В письме от 25 сентября 1942 года Пастернак просил ее: “Напишите, в каком состоянии могила Цветаевой. Есть ли на ней крест или камень, или надпись, или какой-нибудь отличительный знак?”
[50] Марика отвечает 12 октября 1942 года: “О Марине напишу особо. Когда хоронили Добычина, пытались установить место, где лежит Марина, и с некоторой вероятностью положили камень”
[51]. Как всегда бывает, письма, в котором Марика собиралась особо сообщить о Марине, не сохранилось.
Итак, решила узнать, кто такой Добычин и когда его похоронили. Выяснилось все довольно скоро. В письме в Союз писателей на имя Фадеева жена Н. Е. Добычина 3. Серякова пишет: “Первого октября мой муж умер, пролежав пять месяцев в больнице, я осталась в Елабуге одна, так как все мои родные и близкие в Москве”
[52]. А 9 октября 1942 года М. Загорский и В. Ржановская, то есть те же люди, что были возле Мура в те последние дни, просят руководство Союза писателей дать разрешение жене Добычина на въезд в Москву, чтобы позволить ей разбирать архив мужа.
Тот Добычин, как удалось выяснить, – переводчик с ойранского (!), то есть с алтайского языка.

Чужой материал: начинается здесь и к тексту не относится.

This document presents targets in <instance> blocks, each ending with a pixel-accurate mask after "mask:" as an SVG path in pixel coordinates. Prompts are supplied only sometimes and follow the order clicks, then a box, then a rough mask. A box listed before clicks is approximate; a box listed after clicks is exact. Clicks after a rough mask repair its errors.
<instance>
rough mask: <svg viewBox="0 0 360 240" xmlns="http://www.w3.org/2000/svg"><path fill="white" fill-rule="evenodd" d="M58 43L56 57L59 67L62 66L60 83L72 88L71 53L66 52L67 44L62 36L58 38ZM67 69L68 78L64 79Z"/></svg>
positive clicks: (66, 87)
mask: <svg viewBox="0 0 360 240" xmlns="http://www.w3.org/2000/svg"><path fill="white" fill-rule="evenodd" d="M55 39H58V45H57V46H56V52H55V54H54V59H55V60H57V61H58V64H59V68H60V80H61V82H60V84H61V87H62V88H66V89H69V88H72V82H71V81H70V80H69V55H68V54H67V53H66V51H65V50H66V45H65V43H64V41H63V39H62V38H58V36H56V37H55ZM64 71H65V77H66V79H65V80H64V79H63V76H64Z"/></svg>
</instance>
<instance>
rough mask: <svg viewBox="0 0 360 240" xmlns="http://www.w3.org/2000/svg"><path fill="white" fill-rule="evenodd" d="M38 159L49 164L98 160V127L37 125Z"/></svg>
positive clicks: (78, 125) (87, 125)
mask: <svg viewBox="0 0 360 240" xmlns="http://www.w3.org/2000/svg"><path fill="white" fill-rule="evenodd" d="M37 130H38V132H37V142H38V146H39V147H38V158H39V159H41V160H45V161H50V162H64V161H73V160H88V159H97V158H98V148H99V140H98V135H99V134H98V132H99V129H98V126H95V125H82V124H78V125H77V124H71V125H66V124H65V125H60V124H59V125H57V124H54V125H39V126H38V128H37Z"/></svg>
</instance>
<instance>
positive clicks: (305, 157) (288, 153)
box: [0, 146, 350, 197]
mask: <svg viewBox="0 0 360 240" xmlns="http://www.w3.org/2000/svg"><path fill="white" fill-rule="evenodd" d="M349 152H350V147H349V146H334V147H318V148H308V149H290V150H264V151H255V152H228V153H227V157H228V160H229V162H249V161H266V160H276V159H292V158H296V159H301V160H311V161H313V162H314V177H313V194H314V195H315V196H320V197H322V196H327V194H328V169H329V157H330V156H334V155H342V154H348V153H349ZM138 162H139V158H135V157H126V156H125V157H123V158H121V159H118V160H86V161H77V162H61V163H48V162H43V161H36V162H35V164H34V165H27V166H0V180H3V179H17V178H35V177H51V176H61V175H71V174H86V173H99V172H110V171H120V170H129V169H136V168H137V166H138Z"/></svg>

Пекутся о его жене, архиве. А вот письмо М. Загорского в Союз писателей, Л. Скосыреву от 15 октября 1942 года: “С сожалением начинаю свое письмо печальной вестью: 1 октября умер Н.Е. Добычин. Сегодня мы его хоронили. Вот уже вторая потеря, первой была Марина Цветаева. Из членов Союза оказались здесь всего трое: я, Марголис и Зелинский. Н. П. Саконская уехала в Москву… ”
[53]Но есть одно несчастье, произошедшее спустя два месяца после гибели Марины Цветаевой, – самоубийство Елены Санниковой. Эта история общеизвестна, но картина ее похорон вдруг высветила в каком-то смысле и погребение Цветаевой. Санникова погибла в октябре, забегая вперед, придется рассказать о ней именно здесь.

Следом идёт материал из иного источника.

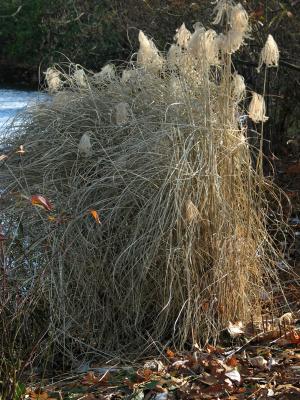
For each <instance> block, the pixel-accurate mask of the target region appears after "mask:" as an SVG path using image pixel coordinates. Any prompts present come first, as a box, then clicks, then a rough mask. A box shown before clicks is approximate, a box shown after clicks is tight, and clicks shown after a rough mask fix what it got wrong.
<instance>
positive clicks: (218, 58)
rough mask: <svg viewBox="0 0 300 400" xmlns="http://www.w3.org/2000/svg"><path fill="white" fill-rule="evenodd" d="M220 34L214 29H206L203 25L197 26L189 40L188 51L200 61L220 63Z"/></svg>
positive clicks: (215, 63)
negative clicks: (213, 29)
mask: <svg viewBox="0 0 300 400" xmlns="http://www.w3.org/2000/svg"><path fill="white" fill-rule="evenodd" d="M217 38H218V35H217V33H216V32H215V31H214V30H213V29H209V30H207V31H206V30H205V29H204V28H203V27H202V26H196V29H195V31H194V32H193V34H192V36H191V38H190V40H189V42H188V53H189V54H190V55H192V56H193V57H195V58H197V59H198V60H199V62H200V61H201V62H207V63H208V64H210V65H217V64H219V62H220V60H219V41H218V40H217Z"/></svg>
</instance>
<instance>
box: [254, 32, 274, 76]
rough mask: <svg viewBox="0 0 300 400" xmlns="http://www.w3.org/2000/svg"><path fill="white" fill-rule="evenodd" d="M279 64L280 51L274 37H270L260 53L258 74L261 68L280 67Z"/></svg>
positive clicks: (269, 37)
mask: <svg viewBox="0 0 300 400" xmlns="http://www.w3.org/2000/svg"><path fill="white" fill-rule="evenodd" d="M278 62H279V50H278V46H277V43H276V42H275V40H274V38H273V36H272V35H268V39H267V41H266V43H265V45H264V47H263V49H262V51H261V53H260V58H259V64H258V68H257V70H258V72H260V70H261V67H262V66H263V64H265V65H266V66H267V67H278Z"/></svg>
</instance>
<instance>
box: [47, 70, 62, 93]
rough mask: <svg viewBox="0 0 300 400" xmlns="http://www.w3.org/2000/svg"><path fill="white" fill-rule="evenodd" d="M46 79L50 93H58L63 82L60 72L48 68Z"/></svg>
mask: <svg viewBox="0 0 300 400" xmlns="http://www.w3.org/2000/svg"><path fill="white" fill-rule="evenodd" d="M44 74H45V79H46V82H47V85H48V88H49V92H50V93H56V92H58V91H59V89H60V88H61V86H62V82H61V79H60V72H59V71H57V70H56V69H54V68H47V71H46V72H44Z"/></svg>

Известие о смерти Цветаевой пришло вместе с Муром, приплывшем в Чистополь. И вот наш чистопольский хроникер Виноградов-Мамонт фиксирует:
4 сентября. <…> Утром пришло известие: мне перевели из Москвы 100 руб<лей>… Денег на почте я не получил, ибо в кассе – пусто <…>. (Там от одной писательницы узнал, что Марина Цветаева повесилась.) Веселый, солнечный день, и темно-синяя (“сапфирная”) Кама <…>.
В этой записи особенно поразителен конец. Не надо думать, что хроникер – человек недобрый. Спустя два месяца он поведет себя наилучшим образом.